Pengakuan Para Subjek Penelitian
Salah seorang subjek penelitian mengatakan, "Saya takut, saya diberi tahu bahwa saya akan meninggal. Dan satu-satunya memori yang tebersit dalam pikiran saya adalah kata terakhir yang saya ucapkan."
Subjek penelitian lain mengaku bahwa dirinya merasakan siksaan fisik yang cukup terperih semasa saat mengalami "near-death experience".
"Saya merasa seperti diseret ke dalam air dan tenggelam. Saya tidak bisa berenang. Sungguh mengerikan," tambahnya.
Tak semua pengalaman bersifat buruk.

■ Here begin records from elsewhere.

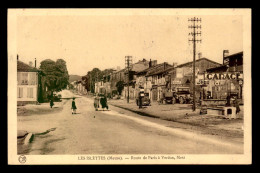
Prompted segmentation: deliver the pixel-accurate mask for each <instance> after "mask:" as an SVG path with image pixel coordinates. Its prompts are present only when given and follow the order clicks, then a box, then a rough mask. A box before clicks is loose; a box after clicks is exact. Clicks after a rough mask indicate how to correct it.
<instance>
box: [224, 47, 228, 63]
mask: <svg viewBox="0 0 260 173" xmlns="http://www.w3.org/2000/svg"><path fill="white" fill-rule="evenodd" d="M228 55H229V50H223V64H225V61H224V59H225V57H227V56H228Z"/></svg>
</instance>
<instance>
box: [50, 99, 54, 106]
mask: <svg viewBox="0 0 260 173" xmlns="http://www.w3.org/2000/svg"><path fill="white" fill-rule="evenodd" d="M53 105H54V103H53V99H50V107H51V108H52V107H53Z"/></svg>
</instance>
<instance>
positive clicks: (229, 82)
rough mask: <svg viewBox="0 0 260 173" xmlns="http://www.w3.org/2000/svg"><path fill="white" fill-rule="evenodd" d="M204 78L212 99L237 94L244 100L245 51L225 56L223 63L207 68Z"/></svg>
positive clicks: (222, 98) (224, 98) (208, 94)
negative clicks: (244, 72) (212, 67)
mask: <svg viewBox="0 0 260 173" xmlns="http://www.w3.org/2000/svg"><path fill="white" fill-rule="evenodd" d="M204 80H205V81H207V83H208V85H207V87H205V90H206V91H207V94H208V95H209V97H210V98H212V99H226V98H227V96H236V97H237V98H238V99H241V101H243V95H244V93H243V52H238V53H236V54H233V55H227V56H224V57H223V65H221V66H219V67H216V68H209V69H207V71H206V73H205V75H204Z"/></svg>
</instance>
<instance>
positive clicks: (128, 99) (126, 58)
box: [125, 56, 132, 103]
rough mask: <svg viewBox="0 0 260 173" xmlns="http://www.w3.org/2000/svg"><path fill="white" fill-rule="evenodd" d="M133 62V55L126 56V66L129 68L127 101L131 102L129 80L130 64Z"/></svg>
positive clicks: (125, 61)
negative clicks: (129, 86) (129, 101)
mask: <svg viewBox="0 0 260 173" xmlns="http://www.w3.org/2000/svg"><path fill="white" fill-rule="evenodd" d="M131 64H132V56H125V66H126V70H127V72H126V73H127V103H129V82H130V74H129V73H130V72H129V71H130V65H131Z"/></svg>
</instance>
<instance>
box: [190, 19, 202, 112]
mask: <svg viewBox="0 0 260 173" xmlns="http://www.w3.org/2000/svg"><path fill="white" fill-rule="evenodd" d="M188 22H192V23H193V24H192V25H189V26H188V28H189V29H192V32H190V33H189V35H191V36H192V39H189V40H188V41H189V42H190V41H191V42H192V43H193V75H192V83H193V105H192V110H193V111H195V110H196V95H195V94H196V92H195V62H196V61H195V59H196V43H201V42H202V40H201V39H196V36H201V31H200V32H198V29H201V25H196V23H198V22H201V18H196V17H193V18H190V19H188Z"/></svg>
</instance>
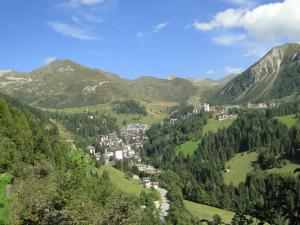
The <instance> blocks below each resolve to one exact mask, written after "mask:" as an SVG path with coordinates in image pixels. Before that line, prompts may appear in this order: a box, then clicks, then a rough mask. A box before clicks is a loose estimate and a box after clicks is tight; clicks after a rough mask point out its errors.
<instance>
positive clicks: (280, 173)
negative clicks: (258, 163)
mask: <svg viewBox="0 0 300 225" xmlns="http://www.w3.org/2000/svg"><path fill="white" fill-rule="evenodd" d="M257 157H258V153H257V152H250V153H248V152H245V153H240V154H237V155H236V156H235V157H234V158H232V159H231V160H230V161H229V162H227V163H226V166H227V167H230V171H229V172H228V173H225V172H224V173H223V177H224V181H225V183H226V184H230V182H232V183H233V184H234V185H238V184H239V183H240V182H243V181H245V179H246V176H247V173H249V172H251V171H252V170H253V169H254V168H253V165H252V163H253V162H255V161H256V160H257ZM296 168H300V164H297V163H293V162H290V161H287V163H286V165H285V166H283V167H282V168H273V169H268V170H266V172H268V173H278V174H289V173H291V174H292V173H293V172H294V170H295V169H296Z"/></svg>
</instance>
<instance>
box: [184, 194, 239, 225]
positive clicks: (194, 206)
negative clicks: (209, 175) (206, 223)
mask: <svg viewBox="0 0 300 225" xmlns="http://www.w3.org/2000/svg"><path fill="white" fill-rule="evenodd" d="M184 205H185V207H186V208H187V210H188V211H189V212H190V213H191V214H192V215H193V216H195V217H196V218H198V219H206V220H212V218H213V216H214V215H215V214H218V215H219V216H220V217H221V218H222V220H223V222H225V223H230V222H231V220H232V218H233V216H234V212H231V211H226V210H223V209H218V208H215V207H211V206H208V205H203V204H198V203H194V202H190V201H186V200H184Z"/></svg>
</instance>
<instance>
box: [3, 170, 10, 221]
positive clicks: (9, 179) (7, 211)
mask: <svg viewBox="0 0 300 225" xmlns="http://www.w3.org/2000/svg"><path fill="white" fill-rule="evenodd" d="M11 179H12V175H11V174H9V173H4V174H2V175H1V176H0V203H1V205H2V204H3V207H2V208H1V206H0V224H1V223H5V222H6V220H7V218H8V216H9V213H10V211H11V204H10V201H9V200H8V199H7V198H6V196H5V186H6V185H7V184H8V183H10V181H11Z"/></svg>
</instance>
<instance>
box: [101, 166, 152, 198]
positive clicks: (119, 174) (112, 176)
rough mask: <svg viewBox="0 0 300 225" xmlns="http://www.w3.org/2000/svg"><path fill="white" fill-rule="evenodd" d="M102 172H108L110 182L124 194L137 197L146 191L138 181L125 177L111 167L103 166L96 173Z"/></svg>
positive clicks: (137, 180)
mask: <svg viewBox="0 0 300 225" xmlns="http://www.w3.org/2000/svg"><path fill="white" fill-rule="evenodd" d="M104 170H106V171H107V172H108V174H109V178H110V180H111V182H112V183H113V184H114V185H116V186H117V187H118V188H119V189H120V190H122V191H124V192H127V193H131V194H134V195H139V194H140V193H141V192H142V191H143V190H148V189H145V188H143V187H142V186H141V184H140V182H139V181H138V180H134V179H132V178H129V177H127V176H126V174H125V173H123V172H122V171H120V170H117V169H115V168H114V167H112V166H107V165H104V166H102V167H101V168H100V169H99V170H98V171H99V173H100V174H102V173H103V171H104Z"/></svg>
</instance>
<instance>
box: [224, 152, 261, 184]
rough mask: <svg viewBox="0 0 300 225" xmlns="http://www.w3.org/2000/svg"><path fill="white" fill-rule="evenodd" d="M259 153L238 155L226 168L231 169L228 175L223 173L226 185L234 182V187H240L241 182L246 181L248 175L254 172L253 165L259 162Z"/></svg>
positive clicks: (227, 163) (238, 154) (232, 159)
mask: <svg viewBox="0 0 300 225" xmlns="http://www.w3.org/2000/svg"><path fill="white" fill-rule="evenodd" d="M257 157H258V153H257V152H250V153H248V152H245V153H240V154H237V155H236V156H235V157H234V158H232V159H231V160H230V161H229V162H227V163H226V166H227V167H228V168H230V171H229V172H228V173H225V172H224V173H223V177H224V181H225V183H226V184H230V182H232V183H233V184H234V185H238V184H239V183H240V182H243V181H245V179H246V176H247V173H249V172H251V171H252V170H253V166H252V163H253V162H255V161H256V160H257Z"/></svg>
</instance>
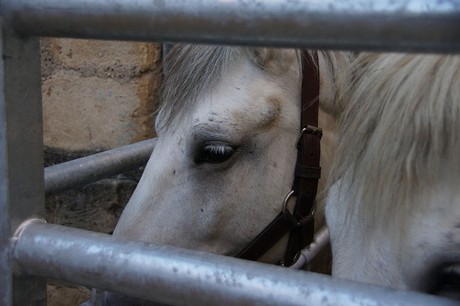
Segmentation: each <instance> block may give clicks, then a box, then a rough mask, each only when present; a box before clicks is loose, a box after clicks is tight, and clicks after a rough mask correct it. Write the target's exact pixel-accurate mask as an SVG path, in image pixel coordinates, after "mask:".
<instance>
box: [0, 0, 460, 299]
mask: <svg viewBox="0 0 460 306" xmlns="http://www.w3.org/2000/svg"><path fill="white" fill-rule="evenodd" d="M0 10H1V24H0V27H1V29H2V38H1V40H0V48H1V50H2V59H1V61H0V71H1V74H0V304H1V305H12V304H14V305H43V304H44V303H46V302H45V301H46V298H45V297H46V281H45V278H47V277H49V278H57V279H62V280H66V281H70V282H74V283H78V284H83V285H86V286H91V287H96V288H101V289H106V290H112V291H118V292H120V293H123V294H127V295H132V296H136V297H139V298H145V299H153V300H157V301H163V302H169V303H174V304H190V303H191V304H196V305H217V304H220V305H223V304H225V305H232V304H233V305H242V304H245V305H247V304H267V305H268V304H270V305H305V304H308V305H327V304H330V305H343V304H347V305H348V304H351V305H375V304H379V305H409V304H413V305H433V304H436V305H453V304H456V303H455V302H453V301H448V300H444V299H439V298H436V297H432V296H428V295H423V294H418V293H411V292H398V291H393V290H387V289H382V288H377V287H372V286H366V285H362V284H356V283H353V282H349V281H343V280H338V279H333V278H330V277H327V276H321V275H315V274H311V273H303V272H299V271H293V270H290V269H284V268H280V267H273V266H267V265H263V264H259V263H253V262H246V261H241V260H238V259H234V258H227V257H223V256H218V255H212V254H204V253H199V252H193V251H187V250H181V249H176V248H169V247H163V246H152V245H146V244H142V243H136V242H129V241H122V240H117V239H114V238H113V237H111V236H109V235H104V234H100V233H93V232H87V231H83V230H77V229H72V228H66V227H62V226H57V225H52V224H46V223H44V222H42V221H40V220H38V219H40V218H43V216H44V207H45V205H44V193H45V189H44V179H43V177H44V175H43V143H42V113H41V96H40V93H41V89H40V63H39V46H38V38H37V37H38V36H56V37H74V38H75V37H81V38H99V39H118V40H155V41H183V42H200V43H219V44H245V45H267V46H285V47H309V48H327V49H348V50H382V51H384V50H385V51H415V52H457V53H458V52H460V31H459V29H460V1H458V0H451V1H447V0H406V1H394V0H372V1H364V0H362V1H359V0H341V1H335V0H320V1H317V0H298V1H289V0H284V1H282V0H274V1H257V0H221V1H217V0H175V1H160V0H158V1H154V0H92V1H90V0H66V1H63V0H1V1H0ZM144 145H145V146H144ZM146 146H147V147H146ZM152 146H153V142H149V143H147V144H142V149H141V155H143V156H144V157H143V158H146V157H147V156H148V153H149V150H151V149H152ZM130 148H132V147H130ZM128 151H129V150H128ZM123 152H127V151H123ZM123 154H124V153H123ZM129 156H131V155H130V154H129V153H128V160H130V161H131V162H132V163H137V162H139V157H138V156H137V157H132V156H131V157H129ZM89 161H90V163H91V158H90V159H89ZM99 161H100V162H99V163H98V167H99V166H101V167H102V168H101V169H106V170H107V168H108V171H109V172H110V171H112V172H113V171H118V170H117V168H116V167H119V168H120V169H121V168H123V167H127V164H123V162H122V161H119V160H118V159H116V160H114V158H113V156H110V154H109V155H104V158H103V161H101V160H99ZM128 166H129V165H128ZM77 168H81V167H80V166H78V167H77ZM83 168H84V169H86V170H83V172H84V171H88V170H89V168H85V167H83ZM54 170H56V171H57V172H56V171H54ZM106 170H101V171H103V172H104V171H106ZM90 171H94V168H91V169H90ZM64 172H65V173H67V174H68V171H67V170H65V171H64ZM56 173H60V172H59V168H55V169H53V171H51V170H50V171H47V173H46V176H47V187H46V189H47V191H49V192H52V191H50V190H53V188H55V189H59V188H65V186H64V187H63V184H73V183H72V182H71V180H72V178H69V176H67V178H66V177H64V176H61V175H59V174H58V175H57V176H56ZM53 180H54V181H53ZM31 218H35V219H34V220H30V219H31ZM27 220H29V221H27Z"/></svg>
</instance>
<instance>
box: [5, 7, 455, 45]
mask: <svg viewBox="0 0 460 306" xmlns="http://www.w3.org/2000/svg"><path fill="white" fill-rule="evenodd" d="M1 5H2V7H1V13H2V16H3V18H4V20H5V22H6V25H7V26H11V27H12V28H14V29H15V30H16V31H17V32H18V33H19V34H21V35H32V36H58V37H69V38H71V37H76V38H96V39H117V40H156V41H173V42H179V41H180V42H192V43H215V44H241V45H267V46H284V47H308V48H318V49H342V50H343V49H347V50H379V51H417V52H459V51H460V31H459V30H458V29H460V1H458V0H401V1H395V0H341V1H337V0H321V1H312V0H298V1H287V0H273V1H259V0H227V1H215V0H175V1H152V0H66V1H63V0H2V4H1Z"/></svg>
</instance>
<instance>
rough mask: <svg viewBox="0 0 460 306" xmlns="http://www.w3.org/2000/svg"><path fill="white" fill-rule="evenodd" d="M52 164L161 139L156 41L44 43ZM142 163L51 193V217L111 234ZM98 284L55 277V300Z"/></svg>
mask: <svg viewBox="0 0 460 306" xmlns="http://www.w3.org/2000/svg"><path fill="white" fill-rule="evenodd" d="M41 61H42V97H43V124H44V144H45V165H46V166H49V165H53V164H57V163H61V162H64V161H67V160H70V159H74V158H78V157H82V156H85V155H88V154H92V153H95V152H98V151H101V150H106V149H110V148H114V147H119V146H123V145H126V144H130V143H133V142H136V141H140V140H143V139H147V138H150V137H153V136H154V135H155V134H154V112H155V109H156V106H157V103H158V90H159V84H160V82H161V69H160V68H161V67H160V66H161V47H160V45H158V44H154V43H140V42H139V43H133V42H112V41H95V40H92V41H91V40H75V39H55V38H45V39H42V41H41ZM142 170H143V169H142V168H140V169H135V170H133V171H130V172H128V173H124V174H121V175H118V176H116V177H113V178H109V179H104V180H102V181H99V182H96V183H93V184H90V185H87V186H84V187H82V188H77V189H74V190H71V191H68V192H64V193H62V194H58V195H53V196H48V197H47V198H46V213H47V215H46V219H47V221H48V222H51V223H56V224H62V225H66V226H73V227H78V228H83V229H89V230H94V231H99V232H105V233H111V231H112V230H113V228H114V227H115V225H116V223H117V221H118V217H119V216H120V214H121V212H122V210H123V208H124V206H125V204H126V203H127V201H128V199H129V197H130V196H131V193H132V192H133V191H134V189H135V187H136V185H137V182H138V179H139V178H140V175H141V173H142ZM89 296H90V290H89V289H87V288H82V287H73V286H72V285H69V284H62V283H59V282H51V283H49V286H48V305H52V306H60V305H66V306H72V305H79V304H80V303H81V302H83V301H85V300H87V299H88V298H89Z"/></svg>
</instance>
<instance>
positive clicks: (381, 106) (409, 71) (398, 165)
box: [332, 54, 460, 228]
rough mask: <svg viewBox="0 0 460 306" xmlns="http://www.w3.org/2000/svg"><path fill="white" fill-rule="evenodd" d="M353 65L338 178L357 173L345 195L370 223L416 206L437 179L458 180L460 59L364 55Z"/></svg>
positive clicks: (343, 126)
mask: <svg viewBox="0 0 460 306" xmlns="http://www.w3.org/2000/svg"><path fill="white" fill-rule="evenodd" d="M354 66H355V69H356V73H357V74H356V79H355V83H354V84H353V89H352V91H353V92H352V94H351V97H350V101H349V104H348V106H347V109H346V112H345V114H344V116H343V117H342V120H341V125H340V129H341V136H340V137H341V141H340V144H339V148H338V152H339V153H338V156H337V159H336V161H335V167H334V169H335V170H336V171H335V172H334V173H333V176H334V177H333V179H332V182H333V181H336V180H337V179H339V178H341V177H345V176H346V175H351V176H350V177H348V179H350V180H351V182H352V183H351V184H350V185H349V186H348V188H349V189H346V190H342V192H343V193H344V194H346V196H347V197H348V198H349V199H352V200H351V201H349V202H350V203H354V204H356V206H355V207H353V208H351V207H350V208H351V209H354V210H355V211H354V212H350V213H351V214H355V213H356V214H357V215H358V216H359V218H360V219H361V220H362V221H363V222H365V223H364V224H366V225H367V226H368V227H369V228H371V227H372V226H371V225H372V224H376V223H377V222H389V221H388V220H392V219H394V218H392V217H391V216H392V215H394V214H408V213H410V211H411V210H414V209H417V208H416V207H414V205H416V204H417V202H416V201H413V199H412V200H411V197H413V196H414V195H416V194H420V193H421V192H426V190H427V189H428V190H429V188H427V186H430V185H433V183H436V181H438V180H440V179H443V181H445V180H446V179H447V180H450V181H452V182H458V176H459V173H460V154H459V152H460V136H459V133H458V132H459V131H460V57H459V56H447V55H443V56H442V55H407V54H383V55H376V54H364V55H361V56H359V57H358V58H357V60H356V62H355V64H354ZM356 67H357V68H356ZM358 203H359V204H358Z"/></svg>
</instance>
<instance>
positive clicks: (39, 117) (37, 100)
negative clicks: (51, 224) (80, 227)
mask: <svg viewBox="0 0 460 306" xmlns="http://www.w3.org/2000/svg"><path fill="white" fill-rule="evenodd" d="M0 31H1V39H0V48H1V51H2V57H1V58H0V306H10V305H21V306H26V305H46V280H45V279H41V278H37V277H29V276H17V277H16V276H14V275H13V268H12V260H11V244H12V241H11V237H12V236H13V233H14V231H15V230H16V228H17V226H18V225H19V224H20V223H21V222H22V221H23V220H25V219H27V218H30V217H32V216H34V217H43V216H44V211H45V204H44V192H43V190H44V187H43V137H42V130H43V128H42V106H41V103H42V102H41V86H40V50H39V40H38V38H31V37H26V38H24V37H18V36H16V35H15V34H14V33H13V32H12V31H11V30H10V29H8V28H6V27H4V26H3V20H0Z"/></svg>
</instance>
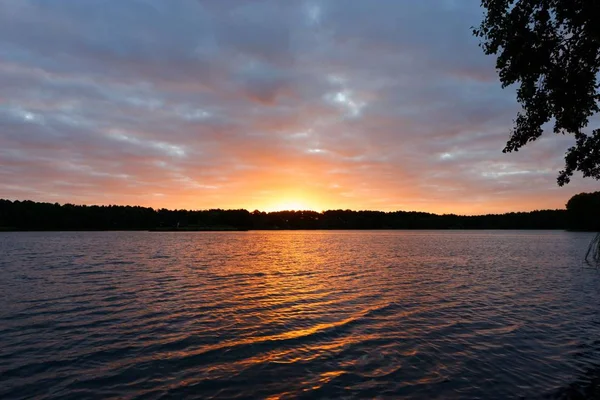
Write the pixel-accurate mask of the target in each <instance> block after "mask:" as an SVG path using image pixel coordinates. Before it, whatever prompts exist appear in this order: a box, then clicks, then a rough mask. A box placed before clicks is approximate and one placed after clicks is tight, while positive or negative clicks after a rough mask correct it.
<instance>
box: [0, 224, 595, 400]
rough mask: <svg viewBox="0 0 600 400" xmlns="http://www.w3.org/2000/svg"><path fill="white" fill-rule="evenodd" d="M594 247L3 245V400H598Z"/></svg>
mask: <svg viewBox="0 0 600 400" xmlns="http://www.w3.org/2000/svg"><path fill="white" fill-rule="evenodd" d="M592 237H593V234H590V233H573V232H561V231H274V232H260V231H256V232H191V233H182V232H174V233H155V232H30V233H0V398H2V399H26V398H27V399H29V398H36V399H87V398H123V399H134V398H135V399H157V398H161V399H169V398H173V399H182V398H248V399H250V398H270V399H276V398H334V399H335V398H423V399H434V398H439V399H452V398H456V399H471V398H473V399H475V398H482V399H508V398H585V397H593V396H600V391H599V390H600V389H598V388H599V387H600V382H599V380H600V313H599V311H600V272H599V271H597V270H596V269H593V268H590V267H588V266H585V265H583V264H582V259H583V256H584V254H585V251H586V249H587V245H588V243H589V241H590V240H591V239H592ZM580 395H581V396H583V397H577V396H580Z"/></svg>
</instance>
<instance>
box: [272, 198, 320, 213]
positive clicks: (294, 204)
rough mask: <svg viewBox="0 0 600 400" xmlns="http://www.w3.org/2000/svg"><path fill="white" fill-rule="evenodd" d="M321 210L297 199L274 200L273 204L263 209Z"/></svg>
mask: <svg viewBox="0 0 600 400" xmlns="http://www.w3.org/2000/svg"><path fill="white" fill-rule="evenodd" d="M307 210H311V211H321V210H318V209H317V208H315V207H310V206H308V205H307V204H306V203H305V202H303V201H298V200H285V201H281V202H276V203H274V204H273V205H270V206H267V207H265V211H267V212H273V211H307Z"/></svg>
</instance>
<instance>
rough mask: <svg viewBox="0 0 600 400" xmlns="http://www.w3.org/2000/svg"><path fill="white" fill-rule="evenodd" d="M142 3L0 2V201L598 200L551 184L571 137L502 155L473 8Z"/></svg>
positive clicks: (461, 3)
mask: <svg viewBox="0 0 600 400" xmlns="http://www.w3.org/2000/svg"><path fill="white" fill-rule="evenodd" d="M151 3H152V2H144V3H138V2H134V3H132V2H114V4H111V7H104V6H103V5H102V4H100V3H93V2H92V3H90V4H87V5H86V7H82V6H80V5H79V3H78V2H66V3H62V2H57V3H54V2H40V3H36V2H29V1H22V2H21V1H7V2H1V3H0V26H2V28H0V29H1V31H2V35H1V36H0V37H2V39H1V40H0V54H2V56H1V57H0V85H2V88H3V90H2V93H1V94H0V127H1V129H0V167H1V168H0V198H6V199H10V200H24V199H31V200H35V201H46V202H60V203H66V202H69V203H78V204H120V205H125V204H129V205H142V206H150V207H155V208H162V207H165V208H172V209H173V208H186V209H209V208H245V209H249V210H254V209H259V210H265V211H273V210H283V209H295V210H297V209H306V208H308V209H313V210H317V211H320V210H323V209H371V210H384V211H392V210H419V211H429V212H437V213H462V214H478V213H496V212H507V211H518V210H522V211H527V210H533V209H541V208H562V207H564V204H565V202H566V201H567V200H568V199H569V197H571V196H572V195H573V194H575V193H578V192H582V191H592V190H597V188H598V183H597V182H596V181H590V180H583V179H581V177H580V176H576V177H575V178H574V179H573V181H572V183H571V184H570V185H568V186H567V187H565V188H558V187H557V185H556V176H557V174H558V171H559V170H560V169H561V168H562V164H563V159H562V157H563V155H564V152H565V150H566V149H567V148H568V147H569V146H570V145H572V138H571V137H568V136H556V135H544V137H543V138H542V139H541V140H538V141H536V142H535V143H532V144H531V146H528V147H527V149H524V150H523V151H520V152H518V153H514V154H503V153H502V148H503V147H504V144H505V142H506V140H507V139H508V133H509V130H510V127H511V125H512V121H513V119H514V117H515V114H516V112H517V110H518V107H517V104H516V103H515V100H514V97H515V96H514V92H513V91H512V89H506V90H503V89H502V88H501V87H500V84H499V82H498V78H497V76H496V73H495V71H494V60H493V59H492V58H488V57H486V56H485V55H483V54H482V52H481V49H479V48H478V46H477V40H476V39H474V38H473V37H472V36H471V33H470V29H469V27H470V26H473V25H476V24H477V23H478V21H479V19H480V14H481V11H480V9H479V7H478V2H467V1H464V2H463V1H461V2H456V1H454V2H441V3H440V5H439V6H435V7H430V6H428V5H427V2H412V1H410V2H409V1H391V2H385V4H386V6H385V7H372V5H371V4H370V2H366V1H365V2H352V4H351V5H347V4H346V3H345V2H343V1H339V2H320V1H309V2H304V1H296V2H276V4H277V6H274V3H273V4H272V2H270V1H258V2H245V1H231V2H218V1H208V2H202V1H200V2H174V3H170V2H163V3H160V4H161V5H160V6H158V5H157V4H158V3H157V4H154V5H153V4H151ZM167 4H168V6H167ZM131 15H140V16H143V18H141V17H140V18H129V16H131ZM97 16H101V17H97ZM424 20H426V21H427V22H428V24H429V25H430V26H434V27H435V29H433V30H431V29H426V30H424V29H423V26H424V23H423V21H424ZM157 26H160V27H161V29H160V30H158V29H156V27H157ZM23 32H27V34H23ZM98 32H103V33H102V35H99V34H98ZM74 33H75V34H74Z"/></svg>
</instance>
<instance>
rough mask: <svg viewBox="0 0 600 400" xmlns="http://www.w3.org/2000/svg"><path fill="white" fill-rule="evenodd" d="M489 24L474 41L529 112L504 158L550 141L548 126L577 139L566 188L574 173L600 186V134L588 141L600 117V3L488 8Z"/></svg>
mask: <svg viewBox="0 0 600 400" xmlns="http://www.w3.org/2000/svg"><path fill="white" fill-rule="evenodd" d="M481 4H482V6H483V7H484V9H485V15H484V19H483V21H482V23H481V25H480V26H479V28H476V29H474V30H473V33H474V34H475V35H476V36H477V37H479V38H481V39H482V43H481V47H482V48H483V50H484V51H485V53H486V54H495V55H497V56H498V58H497V62H496V68H497V69H498V71H499V75H500V81H501V82H502V86H503V87H506V86H509V85H512V84H515V83H517V84H518V85H519V86H518V90H517V100H518V101H519V103H520V104H521V106H522V107H523V109H522V111H521V112H520V113H518V114H517V118H516V120H515V126H514V129H513V131H512V134H511V137H510V140H509V141H508V143H507V145H506V147H505V149H504V152H511V151H518V150H519V149H520V148H521V147H522V146H524V145H525V144H527V143H528V142H531V141H534V140H536V139H537V138H539V137H540V136H541V135H542V132H543V128H542V126H543V125H544V124H546V123H548V122H552V123H553V124H554V132H555V133H562V134H571V135H574V136H575V145H574V146H572V147H571V148H569V149H568V150H567V153H566V154H565V168H564V169H563V170H562V171H560V174H559V176H558V184H559V185H560V186H562V185H564V184H566V183H569V181H570V177H571V176H572V175H573V172H574V171H580V172H582V173H583V176H584V177H592V178H595V179H600V129H595V130H593V131H591V132H590V131H589V130H588V132H587V133H586V132H585V130H586V129H585V128H586V127H587V125H588V123H589V118H590V117H591V116H593V115H595V114H597V113H598V112H599V110H600V109H599V101H600V94H599V92H598V89H599V86H598V72H599V70H600V23H599V22H598V21H599V20H600V1H598V0H516V1H515V0H482V2H481Z"/></svg>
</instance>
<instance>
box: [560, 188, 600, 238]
mask: <svg viewBox="0 0 600 400" xmlns="http://www.w3.org/2000/svg"><path fill="white" fill-rule="evenodd" d="M567 211H568V216H569V228H570V229H572V230H579V231H595V232H600V192H594V193H580V194H576V195H575V196H573V197H571V199H570V200H569V201H568V202H567Z"/></svg>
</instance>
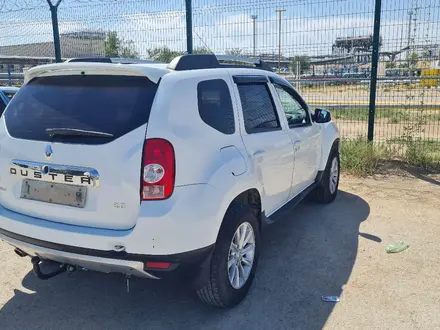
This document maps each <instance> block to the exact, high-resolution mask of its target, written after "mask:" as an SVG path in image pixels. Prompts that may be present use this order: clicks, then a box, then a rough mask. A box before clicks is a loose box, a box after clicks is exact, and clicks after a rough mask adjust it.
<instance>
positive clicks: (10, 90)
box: [0, 86, 20, 93]
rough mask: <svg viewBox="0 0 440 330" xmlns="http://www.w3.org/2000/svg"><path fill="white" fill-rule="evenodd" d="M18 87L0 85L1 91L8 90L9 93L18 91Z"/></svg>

Sekitar 22 persen pasien memiliki pengalaman yang menyenangkan, seperti melihat tanaman dan hewan, keluarga mereka, atau hanya merasakan cahaya hangat sebelum akhirnya akhirnya ajal menjemput.
Advertisement
Pengakuan dari Berbagai Individu Lain
Pada saat penelitian Sam Parnia dipublikasikan, sebuah forum internet di situs Reddit juga turut membahas isu yang sama, dengan ratusan warganet mengutarakan pengalaman masing-masing seputar near-death experience.
Jelas tanggapan tersebut tak terverifikasi. Namun, berbagai pengakuan itu memiliki keselarasan dengan simpulan umum penelitian Parnia.
Adam Withnall, penulis untuk media Inggris The Independent telah menulis ulasan tanggapan yang panjang dan komprehensif. Ringkasnya, secara keseluruhan, menemukan bahwa memori seputar "near-death experience" dapat dikelompokkan secara luas ke dalam tiga kategori.
"Ada orang-orang yang sama sekali tidak merasakan apa-apa; mereka yang memiliki pengalaman cahaya dan interaksi dengan orang lain; dan mereka yang merasa bisa melihat apa yang terjadi di sekelilingnya saat mereka 'mati' tanpa bisa melakukan apa pun," kata Withnall.
Seorang yang lain menulis, "Dunia saya menjadi lembut dan berkabut dan semuanya memudar menjadi hitam. Hal berikutnya yang saya ingat adalah membuka mata dan mendengar seorang dokter berkata 'kita berhasil menghidupkannya kembali'."
Ada pula yang mengaku bahwa "Saya melihat ketiadaan, hitam, lama kosong, tapi saya merasa seperti segala sesuatu yang hebat dan tidak ada yang salah sama sekali. Seperti alam baka."
Parnia berharap risetnya mampu membuka pintu untuk penelitian lebih lanjut tentang pengalaman menjelang kematian, dan juga akan mendorong orang memikirkan ajal dengan cara yang lebih ilmiah, dan membawa kematian keluar dari ranah agama atau takhayul.
"Siapa pun dengan pikiran yang relatif objektif akan setuju bahwa ini adalah sesuatu yang harus diselidiki lebih lanjut," kata Parnia
"Kami punya sarana dan teknologinya. Sekarang saatnya untuk melakukannya."